Menschen haben dabei ihren eigenen Zugang und individuelle Motive. Sie machen subjektive Erfahrungen und probieren sich aus. Die Erwartungen sind biografiebezogen vielfältig, was Seelsorger herausfordert. Meine Erfahrung ist, dass Menschen am Pilgerort eher bereit sind, ihr Herz zu öffnen als im sozialen Nahbereich, der Wohnortpfarrei. Was im Alltag zugeschüttet und verborgen ist, kommt beim Pilgern an die Oberfläche, kommt ins Wort. Pilger erzählen am Ziel von ihren Erlebnissen und Erfahrungen. Sie deuten sie selbst. Sie wollen keine fertigen Antworten.
Franz von Assisi, unser Ordensgründer, mochte Orte mit besonderer Strahlkraft. Er hatte Rückzugsorte, an denen er Kraft schöpfen konnte. Im Leben braucht es ein Gegengewicht zur Aktivität. Die Spannung von aktivem und kontemplativem Leben findet sich schon in der Biographie des Franz von Assisi. Er ist Gott Sucher. Er sucht Frieden und Einheit mit allen Geschöpfen und der Mitwelt. Er versteht sich als Bruder aller Menschen. Die Spiritualität von Orden prägte und prägt auch heute die Seelsorge an Pilgerstätten.

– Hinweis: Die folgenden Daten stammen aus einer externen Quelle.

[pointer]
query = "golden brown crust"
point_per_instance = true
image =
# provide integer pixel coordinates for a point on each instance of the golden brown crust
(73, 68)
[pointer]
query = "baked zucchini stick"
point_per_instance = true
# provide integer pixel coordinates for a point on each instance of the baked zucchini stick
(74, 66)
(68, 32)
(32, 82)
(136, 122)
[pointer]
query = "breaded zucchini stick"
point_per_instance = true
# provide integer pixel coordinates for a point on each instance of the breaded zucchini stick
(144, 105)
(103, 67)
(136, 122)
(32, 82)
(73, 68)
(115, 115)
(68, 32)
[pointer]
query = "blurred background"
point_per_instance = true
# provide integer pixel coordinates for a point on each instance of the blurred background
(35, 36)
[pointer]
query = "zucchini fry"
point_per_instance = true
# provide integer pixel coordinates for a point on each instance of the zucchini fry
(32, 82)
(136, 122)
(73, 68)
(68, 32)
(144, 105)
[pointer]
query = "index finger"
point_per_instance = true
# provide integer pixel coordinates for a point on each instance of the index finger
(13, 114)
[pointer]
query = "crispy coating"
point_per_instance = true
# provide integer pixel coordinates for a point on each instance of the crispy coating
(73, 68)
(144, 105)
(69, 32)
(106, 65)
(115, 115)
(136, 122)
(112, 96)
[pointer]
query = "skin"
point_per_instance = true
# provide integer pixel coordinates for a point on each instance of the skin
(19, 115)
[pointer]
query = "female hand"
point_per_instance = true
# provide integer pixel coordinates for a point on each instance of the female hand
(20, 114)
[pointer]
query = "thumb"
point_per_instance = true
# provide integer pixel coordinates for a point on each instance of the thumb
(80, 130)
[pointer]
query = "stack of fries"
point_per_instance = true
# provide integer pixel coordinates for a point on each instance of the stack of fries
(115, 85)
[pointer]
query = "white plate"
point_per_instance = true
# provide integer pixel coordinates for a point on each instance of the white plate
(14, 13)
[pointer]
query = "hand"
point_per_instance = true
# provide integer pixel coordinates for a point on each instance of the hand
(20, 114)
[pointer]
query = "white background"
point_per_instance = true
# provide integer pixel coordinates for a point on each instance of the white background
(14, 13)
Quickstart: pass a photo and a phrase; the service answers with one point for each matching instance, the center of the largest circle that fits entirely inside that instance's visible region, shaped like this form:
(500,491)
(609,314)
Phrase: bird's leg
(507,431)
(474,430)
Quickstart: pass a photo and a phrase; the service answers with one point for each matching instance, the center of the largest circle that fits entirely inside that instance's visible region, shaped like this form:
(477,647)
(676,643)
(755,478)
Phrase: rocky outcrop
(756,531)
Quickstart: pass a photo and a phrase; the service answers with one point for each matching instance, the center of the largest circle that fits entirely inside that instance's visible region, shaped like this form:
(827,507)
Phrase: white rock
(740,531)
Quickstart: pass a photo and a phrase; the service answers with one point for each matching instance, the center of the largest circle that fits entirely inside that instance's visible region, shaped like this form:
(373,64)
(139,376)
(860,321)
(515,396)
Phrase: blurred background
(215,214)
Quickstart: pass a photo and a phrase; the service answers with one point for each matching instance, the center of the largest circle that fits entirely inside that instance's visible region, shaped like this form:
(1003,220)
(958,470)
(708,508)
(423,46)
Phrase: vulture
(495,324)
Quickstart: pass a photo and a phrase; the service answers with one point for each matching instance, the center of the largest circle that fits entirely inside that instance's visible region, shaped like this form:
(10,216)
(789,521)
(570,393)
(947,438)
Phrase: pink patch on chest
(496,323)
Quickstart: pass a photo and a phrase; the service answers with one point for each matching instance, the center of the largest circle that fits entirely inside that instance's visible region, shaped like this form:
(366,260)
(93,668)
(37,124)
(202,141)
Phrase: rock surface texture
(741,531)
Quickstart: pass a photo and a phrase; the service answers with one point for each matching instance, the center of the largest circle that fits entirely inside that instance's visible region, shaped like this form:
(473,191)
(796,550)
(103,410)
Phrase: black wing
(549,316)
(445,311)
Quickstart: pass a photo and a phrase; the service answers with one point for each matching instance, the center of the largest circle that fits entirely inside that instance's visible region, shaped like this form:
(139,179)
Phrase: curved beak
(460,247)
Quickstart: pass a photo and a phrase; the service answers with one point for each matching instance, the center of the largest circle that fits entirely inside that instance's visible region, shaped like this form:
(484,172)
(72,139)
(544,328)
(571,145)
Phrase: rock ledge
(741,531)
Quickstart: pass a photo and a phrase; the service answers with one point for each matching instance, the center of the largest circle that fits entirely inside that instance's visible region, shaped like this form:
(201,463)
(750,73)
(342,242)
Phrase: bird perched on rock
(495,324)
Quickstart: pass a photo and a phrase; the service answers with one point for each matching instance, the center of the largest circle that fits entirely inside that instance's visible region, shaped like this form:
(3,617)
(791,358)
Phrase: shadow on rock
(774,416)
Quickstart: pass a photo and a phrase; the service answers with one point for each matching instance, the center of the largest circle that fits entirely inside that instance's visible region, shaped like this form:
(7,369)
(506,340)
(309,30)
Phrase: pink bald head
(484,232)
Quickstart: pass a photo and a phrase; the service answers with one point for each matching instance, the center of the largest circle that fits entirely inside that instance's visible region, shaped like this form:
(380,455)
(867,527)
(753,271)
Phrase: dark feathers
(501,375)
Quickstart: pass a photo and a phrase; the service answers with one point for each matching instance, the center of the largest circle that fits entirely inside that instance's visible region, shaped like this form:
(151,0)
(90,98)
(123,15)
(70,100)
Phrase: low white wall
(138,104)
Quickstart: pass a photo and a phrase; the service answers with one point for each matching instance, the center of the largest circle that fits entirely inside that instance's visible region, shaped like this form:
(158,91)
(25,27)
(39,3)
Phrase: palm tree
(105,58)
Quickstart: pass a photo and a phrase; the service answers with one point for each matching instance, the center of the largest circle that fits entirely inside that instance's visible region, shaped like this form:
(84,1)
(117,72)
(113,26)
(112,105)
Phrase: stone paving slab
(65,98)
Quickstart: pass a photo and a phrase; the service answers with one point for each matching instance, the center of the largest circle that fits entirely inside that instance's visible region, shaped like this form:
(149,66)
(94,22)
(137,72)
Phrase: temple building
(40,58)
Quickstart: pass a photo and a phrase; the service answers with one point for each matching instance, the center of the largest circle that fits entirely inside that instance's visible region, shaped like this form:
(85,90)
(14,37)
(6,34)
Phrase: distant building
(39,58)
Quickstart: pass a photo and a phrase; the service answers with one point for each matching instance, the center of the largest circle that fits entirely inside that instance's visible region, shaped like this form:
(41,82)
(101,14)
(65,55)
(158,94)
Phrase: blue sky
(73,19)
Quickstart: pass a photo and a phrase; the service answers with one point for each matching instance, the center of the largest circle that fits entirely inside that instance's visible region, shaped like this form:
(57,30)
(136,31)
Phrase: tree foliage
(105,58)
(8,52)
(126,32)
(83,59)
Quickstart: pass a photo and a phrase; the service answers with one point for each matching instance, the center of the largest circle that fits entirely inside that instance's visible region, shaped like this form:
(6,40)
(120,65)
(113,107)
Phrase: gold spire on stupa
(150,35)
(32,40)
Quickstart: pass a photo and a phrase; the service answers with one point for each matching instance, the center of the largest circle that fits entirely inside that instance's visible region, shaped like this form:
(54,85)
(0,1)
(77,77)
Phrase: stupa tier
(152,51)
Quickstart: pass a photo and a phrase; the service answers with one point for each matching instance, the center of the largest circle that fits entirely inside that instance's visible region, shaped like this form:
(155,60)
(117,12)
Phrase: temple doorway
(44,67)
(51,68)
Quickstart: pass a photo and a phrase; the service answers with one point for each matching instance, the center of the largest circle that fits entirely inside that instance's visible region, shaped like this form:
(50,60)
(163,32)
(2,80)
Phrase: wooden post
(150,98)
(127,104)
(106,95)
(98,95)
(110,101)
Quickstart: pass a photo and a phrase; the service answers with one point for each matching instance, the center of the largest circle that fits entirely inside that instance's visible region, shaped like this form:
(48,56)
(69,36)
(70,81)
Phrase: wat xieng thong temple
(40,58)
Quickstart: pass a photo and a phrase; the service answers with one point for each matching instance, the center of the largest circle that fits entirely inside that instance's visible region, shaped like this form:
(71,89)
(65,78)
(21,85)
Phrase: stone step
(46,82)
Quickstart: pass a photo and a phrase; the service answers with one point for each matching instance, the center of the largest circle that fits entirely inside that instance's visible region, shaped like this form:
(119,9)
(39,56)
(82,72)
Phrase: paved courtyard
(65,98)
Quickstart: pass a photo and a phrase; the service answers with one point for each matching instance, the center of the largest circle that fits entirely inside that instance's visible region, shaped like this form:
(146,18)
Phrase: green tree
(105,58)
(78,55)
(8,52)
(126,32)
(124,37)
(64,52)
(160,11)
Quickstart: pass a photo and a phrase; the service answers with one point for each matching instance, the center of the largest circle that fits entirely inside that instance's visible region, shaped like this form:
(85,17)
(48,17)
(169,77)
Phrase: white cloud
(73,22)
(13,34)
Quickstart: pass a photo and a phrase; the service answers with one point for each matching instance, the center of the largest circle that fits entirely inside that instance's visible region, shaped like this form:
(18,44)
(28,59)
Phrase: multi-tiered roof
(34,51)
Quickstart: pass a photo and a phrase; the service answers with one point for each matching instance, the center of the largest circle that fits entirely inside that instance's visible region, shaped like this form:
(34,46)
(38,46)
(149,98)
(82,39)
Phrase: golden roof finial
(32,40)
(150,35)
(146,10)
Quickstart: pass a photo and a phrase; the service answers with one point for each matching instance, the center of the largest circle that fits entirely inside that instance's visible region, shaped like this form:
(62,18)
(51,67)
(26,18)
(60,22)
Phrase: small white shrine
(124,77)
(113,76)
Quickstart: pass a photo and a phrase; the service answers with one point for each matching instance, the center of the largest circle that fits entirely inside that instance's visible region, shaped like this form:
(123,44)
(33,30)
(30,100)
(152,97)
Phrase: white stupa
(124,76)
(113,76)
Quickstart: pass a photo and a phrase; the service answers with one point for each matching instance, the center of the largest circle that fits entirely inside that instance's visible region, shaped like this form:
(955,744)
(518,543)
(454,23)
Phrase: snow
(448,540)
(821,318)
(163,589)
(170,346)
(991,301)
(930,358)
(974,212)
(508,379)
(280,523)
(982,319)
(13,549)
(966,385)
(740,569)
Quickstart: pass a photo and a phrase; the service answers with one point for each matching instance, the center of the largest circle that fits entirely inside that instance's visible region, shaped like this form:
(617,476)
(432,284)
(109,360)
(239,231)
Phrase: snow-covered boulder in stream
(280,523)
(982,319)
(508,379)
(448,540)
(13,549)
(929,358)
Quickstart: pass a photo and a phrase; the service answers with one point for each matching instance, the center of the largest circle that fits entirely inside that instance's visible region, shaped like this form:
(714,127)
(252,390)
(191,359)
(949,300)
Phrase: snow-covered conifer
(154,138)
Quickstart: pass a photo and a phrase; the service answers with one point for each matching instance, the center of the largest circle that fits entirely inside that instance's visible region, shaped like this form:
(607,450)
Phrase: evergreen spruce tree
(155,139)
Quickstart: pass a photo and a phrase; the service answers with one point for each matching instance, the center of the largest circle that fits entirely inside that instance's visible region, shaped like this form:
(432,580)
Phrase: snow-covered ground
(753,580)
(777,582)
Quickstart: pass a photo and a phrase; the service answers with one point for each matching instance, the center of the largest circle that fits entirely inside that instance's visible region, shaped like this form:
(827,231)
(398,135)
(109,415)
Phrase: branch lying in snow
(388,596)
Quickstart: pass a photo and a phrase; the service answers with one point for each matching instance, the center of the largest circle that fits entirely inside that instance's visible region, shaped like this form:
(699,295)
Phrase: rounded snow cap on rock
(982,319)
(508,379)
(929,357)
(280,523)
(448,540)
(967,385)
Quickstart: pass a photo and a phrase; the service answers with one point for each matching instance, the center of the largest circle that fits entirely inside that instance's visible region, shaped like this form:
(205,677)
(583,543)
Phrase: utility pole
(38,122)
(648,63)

Auf dem Weg sein mit Gott ist ein altes, biblisches Bild und zugleich eine Verstehenshilfe menschlicher Existenz. Das franziskanische Selbstverständnis passt dazu: die Bereitschaft im Vertrauen auf Gott loszulassen, mit flacher Hierarchie und einem Minimum an Absicherung „Gast auf Erden“ zu sein. Mit der Hoffnung, einmal für immer anzukommen.
Unsere franziskanische Berufung stellt uns an die Seite der Menschen. Wir begleiten, wir bieten Gastfreundschaft, wir geben Anteil an unserer Spiritualität. In einer zunehmend individualisierten Gesellschaft wächst der Wunsch nach einem Leben in Gemeinschaft, das zum Zeichen wird. Gefragt ist das Zeugnis einer geschwisterlichen Gemeinschaft, die das Evangelium Jesu Christi zum Maßstab der Lebensgestaltung macht. Der Glaube, dass es für mich und jeden Menschen einen Weg gibt und auch ein Ziel, an dem ich mit Gottes Hilfe ankommen kann, weckt Hoffnung und bestärkt. Die Höhen und Tiefen auf dem Weg sind leichter zu bewältigen, wenn ich Gefährtenschaft erfahre.